Generally speaking the task is not that difficult. Teachers do it on a daily basis for their own classes. Clearly a test designed for a single class is easier than one designed for national consumption. A number of factors come into play here.

Firstly, the wider the range of possible content, the more difficult the task becomes. This is simply due the inability to fit all the topics in if the range is too wide. So do you leave them out of both papers or do you mix and match. If you take the second approach (to help avoid any teaching to the test), then keeping the difficulty levels together is harder.

Secondly we have to look at the specific subject. Recreating papers of similar difficulty becomes harder the more subjective the content becomes. So, it is easier for Maths and harder for some aspects of Science, and harder still for English. Theoretically, in a criterion referenced system it shouldn’t be, but the criterion can never be finely enough drawn to enable this.

The really big problem is with the students who are going to take the exam. Simply put, if you gave the same paper to the same groups of students on two different occasions, you would get two different sets of results. Teachers are well aware of this phenomenon. Students have off days. Some of them perform out of their socks on the day for no apparent reason. Some of them get up with a headache. Obviously this is more noticeable in a single classroom than it is when 600,000 students are taking the same exam.  This is why teachers don’t like to rely on a single test result to allocate students to particular sets, for example. But when it’s 600,000 students the law of large numbers kicks in. Across such a cohort the ups and downs tend to even out. Exam boards can ignore the effect of any ups and downs for individual students and look at the overall effect. This is why changes in grade boundaries tend to be quite small, because the cohort effect averages out the individual student effects.

The problems the exam boards had arose in modules which not all the cohort have taken at the same time. The smaller the cohort, the less likely it is that individual student effects will work themselves out, making it difficult to moderate grades between two separate papers sat by distinct subgroups of the whole student population. Consequently they have had to implement large grade boundary changes. Whilst this is strictly speaking permitted by the structure of the system, it is not normal practice, nor can it be considered to be good practice.

The modular system consequently has two contradictory effects. On the one hand it is fairer for the individual student as it allows their individual ups and downs to be evened out across a range of modules*. On the other hand, there is the potential for the small cohort effects to adversely impact whole groups of students in a way that they have no control over, leading, in extremis, to the unfairness we have seen with the English grades this summer.

So, the short answer is that it isn’t that hard to create papers of similar difficulty, but the fact that it is human beings sitting them makes ensuring the real life outcomes are comparable a difficult task.

And now we are heading towards a single end of course exam. This was certainly the implication of the Secretary of States words in Parliament the other day.

We want to remove controlled assessment and coursework from core subjects. These assessment methods have – in all too many cases – corrupted the fair testing of students. We want to ensure that children are tested transparently on what they – and they alone – can do at the end of years of deep learning. Where individual practical work needs to be assessed in specific subjects, we will be flexible.

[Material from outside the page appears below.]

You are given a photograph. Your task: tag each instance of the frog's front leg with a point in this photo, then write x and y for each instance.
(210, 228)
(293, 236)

It is also strongly implied in the consultation document published soon after.

Our preferred approach is to remove internal assessment from all six English Baccalaureate subjects. Existing qualifications in all six subjects, offered in England and overseas, already offer opportunities for 100% external assessment – for example, in modern foreign languages, through externally assessed speaking exams, which are  conducted and recorded by the teacher and marked by an external  examiner.

Where ever we end up it will be nearer to wholly examined end of course assessment than we are now. Reason will probably out and we won’t have 3 hour exams, more likely two or three exams, with a mixture of exam types (multiple choice, short answers, long answers) similar to those in existence for O Levels. There will also be elements for specific subjects assessed through means other than written exam, though these are likely to be externally  marked (with considerable impact on the cost of exams).

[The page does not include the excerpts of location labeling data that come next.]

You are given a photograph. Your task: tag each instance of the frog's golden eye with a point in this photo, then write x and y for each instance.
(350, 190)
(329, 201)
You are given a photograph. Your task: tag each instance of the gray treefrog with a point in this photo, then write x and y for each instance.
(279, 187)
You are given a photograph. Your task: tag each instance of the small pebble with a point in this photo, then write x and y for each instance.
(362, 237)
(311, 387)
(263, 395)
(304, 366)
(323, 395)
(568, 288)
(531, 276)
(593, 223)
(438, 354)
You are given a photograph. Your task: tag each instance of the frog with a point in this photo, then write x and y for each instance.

Whatever the exact nature of what we end up with it is disingenuous for the SoS to suggest that the current system unfairly advantages some students whilst a changed system wouldn’t. At the individual student level different types assessment will always advantage some and disadvantage others. What the revised system will do is make it easier for OfQual and the exam boards to do their job of ensuring that the assessment standard is maintained over time. This will however be at some cost to ensuring that students capabilities are assessed by the best measures possible. It will unfairly benefit those students who perform best in one off exams, those who can cram large amounts of facts and regurgitate them, and those whose backgrounds provide them with facilities for quiet and considered revision to the cost of those that don’t.

I have no doubt that these costs outweigh the benefits.


*There is some evidence that across a cohort students perform better in a linear system rather than a modular one, but again this ignores the impact on individual students who would perform better with modules.